Mais là même où celles-ci fonctionnent convenablement, comme c’est le cas chez nous, le sida reste un révélateur de la dramatique humaine la plus fondamentale. On survit désormais au sida. Mais on reste porteur de l’infection et susceptible de la transmettre à d’autres. Survivre prend donc ici un sens tout particulier, son sens le plus profond sans doute puisqu’il s’agit de vivre, non plus en fuyant et en déniant les limites, comme le proposent les mythes technocratiques, mais avec l’expérience de la mort possible, pour soi et pour d’autres.
Dès lors, il ne faut pas sous-estimer les potentialités de cette survie, tant en termes de souffrance que de créativité. Survivre, disait le philosophe Jacques Derrida (peu de temps avant son propre décès), c’est choisir la vie « la plus intense possible1 ». Contrairement à ce qu’on pourrait penser, c’est quand la vie est menacée, par la maladie ou par la mort annoncée, que le sens de la vie devient un enjeu de vie. Cela se vérifie d’ailleurs dans les catastrophes, naturelles ou provoquées par les humains, comme dans la vie plus ordinaire, quand on y fait l’expérience des limites.
Qu’est-ce que la vie la plus intense possible sinon celle qui accepte la vérité de ses limites? Il n’est plus possible alors de se nourrir des illusions de la toute-puissance. C’est pourquoi survivre suppose une conversion de la conscience2, un réaménagement du rapport au sens qui implique lui-même, puisque la mort se profile à l’horizon, un véritable acte de foi en la vie.
Ancré au plus profond de la fragilité humaine, cet acte de foi ne se traduit pas nécessairement par des croyances ou des gestes religieux. On peut penser qu’il prendra désormais, de plus en plus, les couleurs arc-en-ciel de la diversité humaine. Il n’en représente pas moins un parti pris vital.

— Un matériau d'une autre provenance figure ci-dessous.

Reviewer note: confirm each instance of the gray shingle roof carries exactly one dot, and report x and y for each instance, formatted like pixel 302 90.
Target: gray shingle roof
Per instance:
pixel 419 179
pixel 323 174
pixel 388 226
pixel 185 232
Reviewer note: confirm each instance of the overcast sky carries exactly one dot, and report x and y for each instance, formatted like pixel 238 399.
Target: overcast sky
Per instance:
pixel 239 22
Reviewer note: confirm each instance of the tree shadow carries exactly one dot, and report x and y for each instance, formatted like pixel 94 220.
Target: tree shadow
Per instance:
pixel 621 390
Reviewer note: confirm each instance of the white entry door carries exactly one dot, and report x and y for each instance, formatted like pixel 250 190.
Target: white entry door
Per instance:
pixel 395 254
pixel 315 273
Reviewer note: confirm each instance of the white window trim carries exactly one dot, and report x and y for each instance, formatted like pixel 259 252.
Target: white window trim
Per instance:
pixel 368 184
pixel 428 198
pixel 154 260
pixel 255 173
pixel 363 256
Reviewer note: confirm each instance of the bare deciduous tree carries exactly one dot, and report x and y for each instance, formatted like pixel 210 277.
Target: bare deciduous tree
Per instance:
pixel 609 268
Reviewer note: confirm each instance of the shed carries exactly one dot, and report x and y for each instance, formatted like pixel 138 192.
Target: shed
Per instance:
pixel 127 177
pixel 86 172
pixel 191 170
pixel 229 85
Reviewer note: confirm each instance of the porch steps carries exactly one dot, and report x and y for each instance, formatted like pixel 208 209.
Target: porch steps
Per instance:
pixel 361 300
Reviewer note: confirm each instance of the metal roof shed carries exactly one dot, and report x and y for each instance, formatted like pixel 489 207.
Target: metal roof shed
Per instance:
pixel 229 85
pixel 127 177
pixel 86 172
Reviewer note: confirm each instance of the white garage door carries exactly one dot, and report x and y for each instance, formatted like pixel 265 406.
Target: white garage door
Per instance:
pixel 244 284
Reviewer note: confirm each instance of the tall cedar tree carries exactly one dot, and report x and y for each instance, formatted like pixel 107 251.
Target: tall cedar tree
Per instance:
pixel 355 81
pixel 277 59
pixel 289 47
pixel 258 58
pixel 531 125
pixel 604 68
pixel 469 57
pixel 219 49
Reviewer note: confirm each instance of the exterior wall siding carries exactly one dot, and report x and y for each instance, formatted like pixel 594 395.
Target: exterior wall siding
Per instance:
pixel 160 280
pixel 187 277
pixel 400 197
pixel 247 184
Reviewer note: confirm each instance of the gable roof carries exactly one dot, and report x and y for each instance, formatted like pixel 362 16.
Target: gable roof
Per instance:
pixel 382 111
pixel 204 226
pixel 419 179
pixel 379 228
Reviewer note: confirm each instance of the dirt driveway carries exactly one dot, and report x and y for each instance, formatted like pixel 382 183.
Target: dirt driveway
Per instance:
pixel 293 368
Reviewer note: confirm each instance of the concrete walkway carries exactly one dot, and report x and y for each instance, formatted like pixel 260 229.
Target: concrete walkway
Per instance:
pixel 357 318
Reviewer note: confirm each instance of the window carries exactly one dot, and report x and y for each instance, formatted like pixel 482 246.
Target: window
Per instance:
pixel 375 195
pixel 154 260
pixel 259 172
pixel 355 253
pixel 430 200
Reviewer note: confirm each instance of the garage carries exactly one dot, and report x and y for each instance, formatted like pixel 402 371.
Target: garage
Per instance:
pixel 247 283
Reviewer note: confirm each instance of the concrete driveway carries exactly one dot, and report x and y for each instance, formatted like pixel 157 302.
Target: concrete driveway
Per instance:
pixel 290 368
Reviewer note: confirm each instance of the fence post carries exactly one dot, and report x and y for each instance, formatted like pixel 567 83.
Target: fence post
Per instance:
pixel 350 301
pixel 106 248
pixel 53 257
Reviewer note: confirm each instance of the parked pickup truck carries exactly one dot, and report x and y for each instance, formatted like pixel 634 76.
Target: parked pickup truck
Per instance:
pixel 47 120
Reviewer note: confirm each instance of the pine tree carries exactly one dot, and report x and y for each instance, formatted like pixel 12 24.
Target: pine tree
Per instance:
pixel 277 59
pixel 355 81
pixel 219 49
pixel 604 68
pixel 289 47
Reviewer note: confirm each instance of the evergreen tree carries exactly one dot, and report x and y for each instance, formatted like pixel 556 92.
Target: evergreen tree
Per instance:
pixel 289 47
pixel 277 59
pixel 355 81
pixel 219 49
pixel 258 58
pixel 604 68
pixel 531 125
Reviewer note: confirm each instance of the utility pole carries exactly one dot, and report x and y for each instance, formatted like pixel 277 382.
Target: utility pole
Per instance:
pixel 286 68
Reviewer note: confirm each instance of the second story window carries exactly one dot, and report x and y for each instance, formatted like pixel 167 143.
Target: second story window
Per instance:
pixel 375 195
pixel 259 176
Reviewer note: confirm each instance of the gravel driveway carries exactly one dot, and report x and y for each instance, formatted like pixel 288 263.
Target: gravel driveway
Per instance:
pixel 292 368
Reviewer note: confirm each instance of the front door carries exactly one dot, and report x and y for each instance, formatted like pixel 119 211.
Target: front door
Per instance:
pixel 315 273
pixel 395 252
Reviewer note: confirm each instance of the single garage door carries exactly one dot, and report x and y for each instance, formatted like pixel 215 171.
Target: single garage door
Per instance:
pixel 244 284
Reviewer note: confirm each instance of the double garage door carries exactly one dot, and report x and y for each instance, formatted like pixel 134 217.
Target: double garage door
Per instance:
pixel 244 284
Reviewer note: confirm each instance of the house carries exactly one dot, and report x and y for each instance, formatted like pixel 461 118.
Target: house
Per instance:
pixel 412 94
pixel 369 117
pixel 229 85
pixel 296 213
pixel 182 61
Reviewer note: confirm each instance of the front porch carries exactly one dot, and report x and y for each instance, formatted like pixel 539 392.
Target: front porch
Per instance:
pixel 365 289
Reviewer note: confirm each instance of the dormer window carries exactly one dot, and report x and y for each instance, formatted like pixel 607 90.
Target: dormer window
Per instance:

Sans doute est-ce à ce point nodal de l’intensité vitale, où il s’agit de choisir le sens contre le non-sens, la vie contre la mort, et cela dans la quotidienneté même, que se situe une réalisation comme la Maison Plein Cœur. Il s’agit d’y soutenir la quête de vérité propre à l’humain, une vérité qui ne s’exprime pas d’abord en formulations dogmatiques, mais en conscience de la fragilité de l’être. Une vérité qui réclame, pour cela, une rigueur d’engagement toujours renouvelée. Au cœur de la fragilité, son enjeu est rien de moins que de maintenir la souplesse et la pérennité du vivant.